Obwohl Mikrotubuli-Gifte kein Allheilmittel sind, sind sie für viele Patienten wirksam, und Forscher haben lange versucht, andere Therapien zu entwickeln, die das nachahmen, was ihrer Meinung nach die Medikamente bewirken. Diese Bemühungen dauern an, obwohl frühere Versuche, neue Verbindungen zu identifizieren, die Krebs durch Stoppen der Zellteilung behandeln, in frustrierende Sackgassen geraten sind.

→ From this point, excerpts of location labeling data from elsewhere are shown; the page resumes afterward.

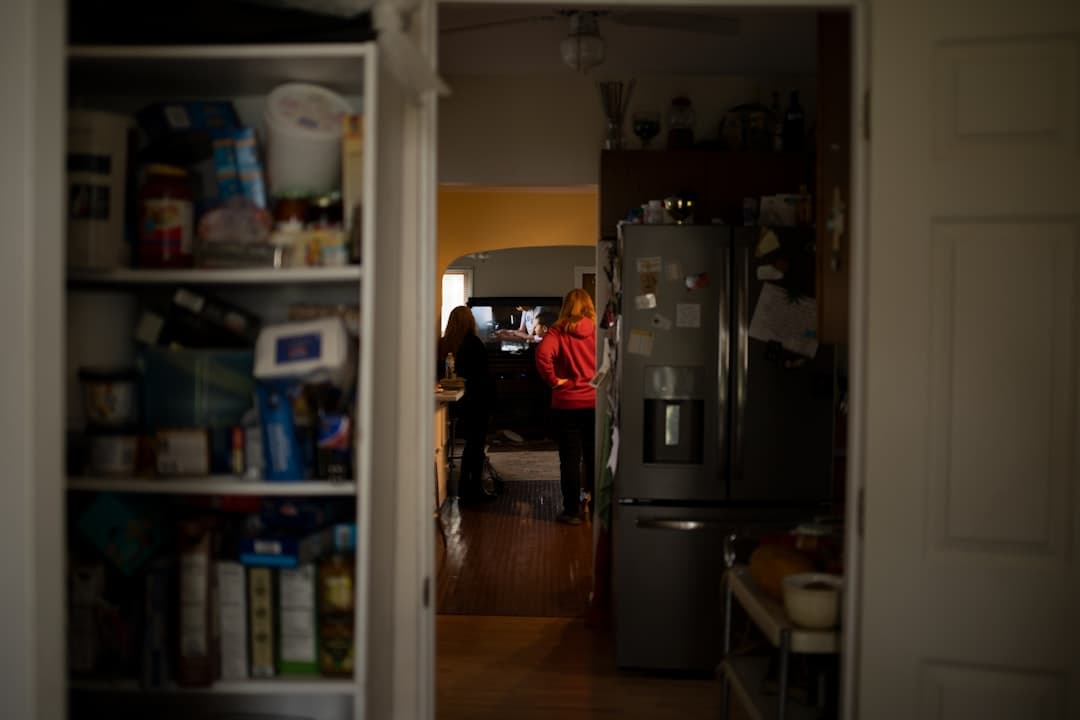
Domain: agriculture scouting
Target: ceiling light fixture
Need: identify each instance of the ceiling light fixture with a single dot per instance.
(583, 49)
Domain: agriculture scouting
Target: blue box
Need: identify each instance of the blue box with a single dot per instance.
(292, 552)
(211, 389)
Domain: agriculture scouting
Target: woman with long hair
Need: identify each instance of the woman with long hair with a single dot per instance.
(474, 408)
(566, 361)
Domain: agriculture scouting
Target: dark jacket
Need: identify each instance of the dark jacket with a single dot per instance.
(471, 364)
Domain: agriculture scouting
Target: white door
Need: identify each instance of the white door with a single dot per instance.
(400, 670)
(972, 507)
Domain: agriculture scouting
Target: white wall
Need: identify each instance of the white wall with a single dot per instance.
(544, 271)
(32, 659)
(549, 130)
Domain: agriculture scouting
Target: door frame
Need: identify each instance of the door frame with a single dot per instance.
(859, 294)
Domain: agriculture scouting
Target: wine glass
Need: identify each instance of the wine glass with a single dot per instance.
(646, 125)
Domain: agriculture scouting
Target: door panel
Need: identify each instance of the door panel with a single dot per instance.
(972, 494)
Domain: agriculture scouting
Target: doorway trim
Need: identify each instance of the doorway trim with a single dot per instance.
(858, 298)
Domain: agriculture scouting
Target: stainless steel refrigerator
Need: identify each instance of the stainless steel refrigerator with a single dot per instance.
(725, 423)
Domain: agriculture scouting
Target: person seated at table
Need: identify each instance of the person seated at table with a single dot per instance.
(474, 408)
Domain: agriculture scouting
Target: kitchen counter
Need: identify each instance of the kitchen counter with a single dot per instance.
(443, 399)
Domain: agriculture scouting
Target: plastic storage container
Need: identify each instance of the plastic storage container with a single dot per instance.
(304, 138)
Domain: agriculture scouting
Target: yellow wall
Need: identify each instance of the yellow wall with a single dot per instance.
(474, 218)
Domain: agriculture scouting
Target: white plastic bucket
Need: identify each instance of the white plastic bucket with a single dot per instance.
(304, 138)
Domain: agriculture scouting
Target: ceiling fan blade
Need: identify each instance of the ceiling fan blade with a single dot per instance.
(503, 23)
(683, 22)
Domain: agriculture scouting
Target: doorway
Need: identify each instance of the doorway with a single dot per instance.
(504, 553)
(591, 112)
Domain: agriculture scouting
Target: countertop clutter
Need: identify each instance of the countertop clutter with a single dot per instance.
(187, 184)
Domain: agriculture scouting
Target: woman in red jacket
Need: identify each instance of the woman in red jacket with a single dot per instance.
(566, 361)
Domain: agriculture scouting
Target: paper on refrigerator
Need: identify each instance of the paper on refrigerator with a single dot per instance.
(640, 342)
(787, 321)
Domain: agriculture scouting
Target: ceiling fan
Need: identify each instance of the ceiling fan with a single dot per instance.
(583, 48)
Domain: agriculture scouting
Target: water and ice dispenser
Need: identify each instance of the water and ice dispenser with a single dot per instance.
(674, 415)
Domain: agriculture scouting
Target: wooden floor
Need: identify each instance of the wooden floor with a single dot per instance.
(552, 668)
(511, 558)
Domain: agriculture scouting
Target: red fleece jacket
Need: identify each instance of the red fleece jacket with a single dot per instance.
(569, 355)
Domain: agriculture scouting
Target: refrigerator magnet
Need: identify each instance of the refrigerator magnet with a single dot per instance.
(697, 282)
(647, 301)
(653, 265)
(687, 314)
(648, 283)
(640, 342)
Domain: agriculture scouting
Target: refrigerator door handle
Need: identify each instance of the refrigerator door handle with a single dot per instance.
(664, 524)
(724, 352)
(741, 323)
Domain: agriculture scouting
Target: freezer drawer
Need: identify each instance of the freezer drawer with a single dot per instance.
(669, 561)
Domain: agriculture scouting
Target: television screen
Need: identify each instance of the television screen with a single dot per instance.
(514, 324)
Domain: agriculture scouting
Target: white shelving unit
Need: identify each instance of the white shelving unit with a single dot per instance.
(123, 79)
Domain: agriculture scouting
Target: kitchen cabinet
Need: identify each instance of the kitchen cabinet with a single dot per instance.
(103, 304)
(834, 160)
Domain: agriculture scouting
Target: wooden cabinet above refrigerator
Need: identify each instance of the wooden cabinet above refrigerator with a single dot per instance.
(717, 179)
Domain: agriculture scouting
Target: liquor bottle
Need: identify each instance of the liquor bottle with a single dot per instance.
(794, 120)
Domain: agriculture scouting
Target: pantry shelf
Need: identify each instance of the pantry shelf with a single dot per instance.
(268, 687)
(237, 276)
(210, 70)
(213, 485)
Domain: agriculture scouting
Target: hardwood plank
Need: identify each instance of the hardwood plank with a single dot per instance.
(511, 557)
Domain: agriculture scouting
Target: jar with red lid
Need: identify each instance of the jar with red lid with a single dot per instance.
(166, 218)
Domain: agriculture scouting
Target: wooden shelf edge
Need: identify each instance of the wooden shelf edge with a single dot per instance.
(771, 619)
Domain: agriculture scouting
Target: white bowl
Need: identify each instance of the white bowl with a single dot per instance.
(812, 599)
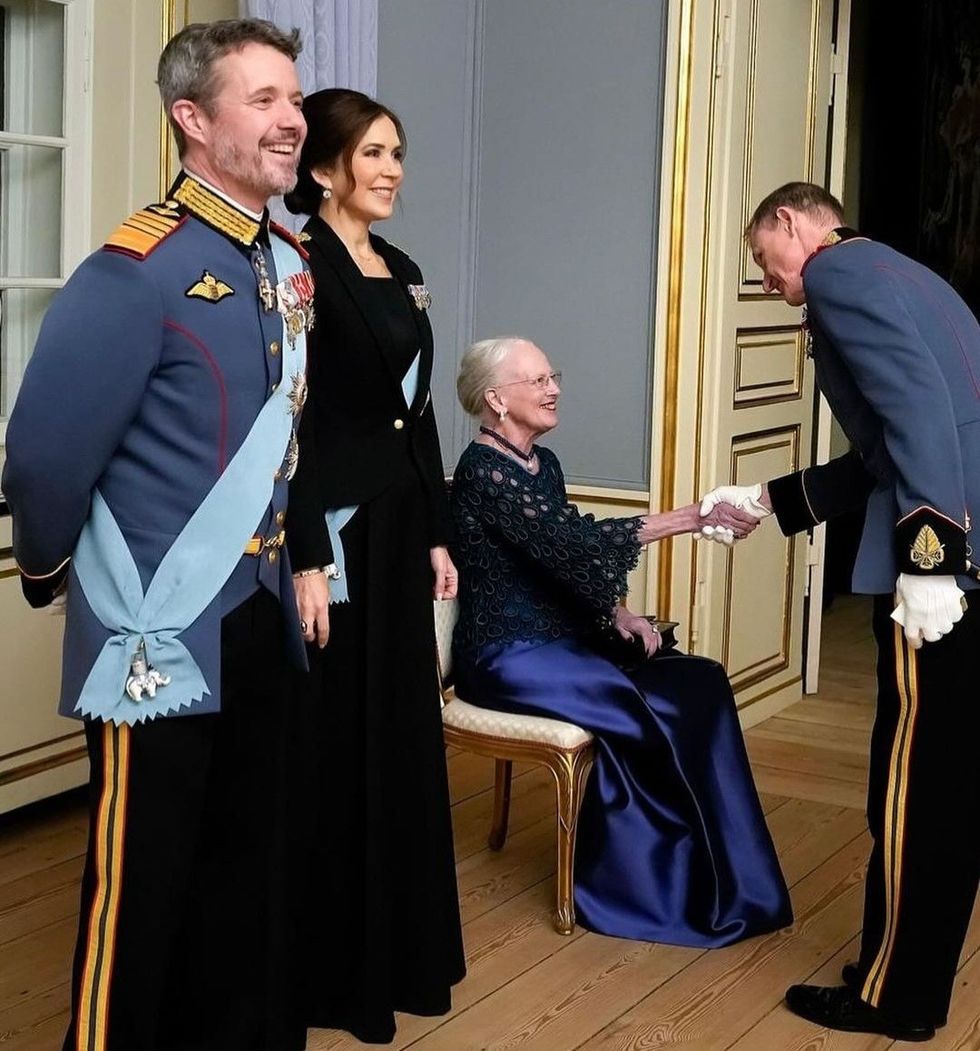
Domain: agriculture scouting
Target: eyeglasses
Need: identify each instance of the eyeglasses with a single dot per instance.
(538, 383)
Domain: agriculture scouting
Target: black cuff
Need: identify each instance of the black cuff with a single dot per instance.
(789, 499)
(927, 543)
(41, 592)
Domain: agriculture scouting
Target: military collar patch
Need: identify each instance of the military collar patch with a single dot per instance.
(209, 288)
(421, 295)
(216, 211)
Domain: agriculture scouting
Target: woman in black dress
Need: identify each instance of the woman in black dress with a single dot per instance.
(367, 532)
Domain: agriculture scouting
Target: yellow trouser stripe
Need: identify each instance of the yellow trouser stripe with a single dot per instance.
(94, 993)
(906, 677)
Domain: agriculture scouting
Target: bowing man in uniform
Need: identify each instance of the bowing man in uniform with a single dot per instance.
(897, 354)
(156, 492)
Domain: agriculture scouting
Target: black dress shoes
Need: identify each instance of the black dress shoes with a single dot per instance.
(841, 1008)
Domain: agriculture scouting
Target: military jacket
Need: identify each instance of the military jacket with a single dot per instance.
(897, 354)
(149, 370)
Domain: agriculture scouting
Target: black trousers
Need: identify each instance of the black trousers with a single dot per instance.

„Es gibt immer noch viele Wissenschaftler, die den mitotischen Stillstand als Mechanismus zur Abtötung von Tumoren untersuchen“, sagt Weaver. „Wir wollten wissen – ist das für die Patienten wichtig?“

Gemeinsam mit Burkard untersuchte das Team Tumorproben von Brustkrebspatientinnen, die am UW Carbone Cancer Center eine Standard-Anti-Mikrotubuli-Chemotherapie erhielten.

Sie maßen, wie viel der Medikamente in die Tumore gelangten, und untersuchten, wie die Tumorzellen darauf reagierten. Sie fanden heraus, dass sich die Zellen nach der Einwirkung des Medikaments zwar weiter teilten, dies jedoch auf abnormale Weise. Diese abnormale Teilung kann zum Absterben von Tumorzellen führen.

Normalerweise werden die Chromosomen einer Zelle dupliziert, bevor die beiden identischen Sätze in einem Prozess, der Chromosomensegregation genannt wird, zu entgegengesetzten Enden der Zellmitose wandern. Jeweils ein Chromosomensatz wird in zwei neue Zellen einsortiert.

Diese Migration erfolgt, weil die Chromosomen an eine Zellmaschine gebunden sind, die als Mitosespindel bekannt ist. Spindeln bestehen aus zellulären Bausteinen, den sogenannten Mikrotubuli. Normale Spindeln haben zwei Enden, sogenannte Spindelstangen.

Weaver und ihre Kollegen fanden heraus, dass Paclitaxel und andere Mikrotubuli-Gifte Anomalien verursachen, die dazu führen, dass Zellen während der Mitose drei, vier oder manchmal fünf Pole bilden, obwohl sie weiterhin nur eine Kopie der Chromosomen erstellen. Diese Pole ziehen dann die beiden vollständigen Chromosomensätze in mehr als zwei Richtungen an und bringen so das Genom durcheinander.

„Nach der Mitose gibt es also Tochterzellen, die genetisch nicht mehr identisch sind und Chromosomen verloren haben“, sagt Weaver. „Wir haben berechnet, dass eine Zelle mindestens 20 % ihrer Kapazität verliert DNA Inhalt, es wird sehr wahrscheinlich sterben.“

Diese Ergebnisse offenbaren den wahrscheinlichen Grund, warum Mikrotubuli-Gifte bei vielen Patienten wirksam sind. Wichtig ist, dass sie auch erklären, warum Versuche, neue Chemomedikamente zu finden, die ausschließlich auf dem Stoppen der Mitose basieren, so enttäuschend waren, sagt Weaver.

„Wir sind auf dem falschen Weg“, sagt sie. „Wir müssen unsere Bemühungen darauf konzentrieren, die Mitose zu vermasseln – die Chromosomentrennung zu verschlimmern.“

Referenz: „Verschiedene auf Mikrotubuli gerichtete Antikrebsmittel töten Zellen, indem sie eine Chromosomen-Missegregation auf multipolaren Spindeln induzieren“ von Amber S. Zhou, John B. Tucker, Christina M. Scribano, Andrew R. Lynch, Caleb L. Carlsen, Sophia T. Pop- Vicas, Srishrika M. Pattaswamy, Mark E. Burkard und Beth A. Weaver, 26. Oktober 2023, PLOS-Biologie.
DOI: 10.1371/journal.pbio.3002339

Die Studie wurde von den National Institutes of Health finanziert.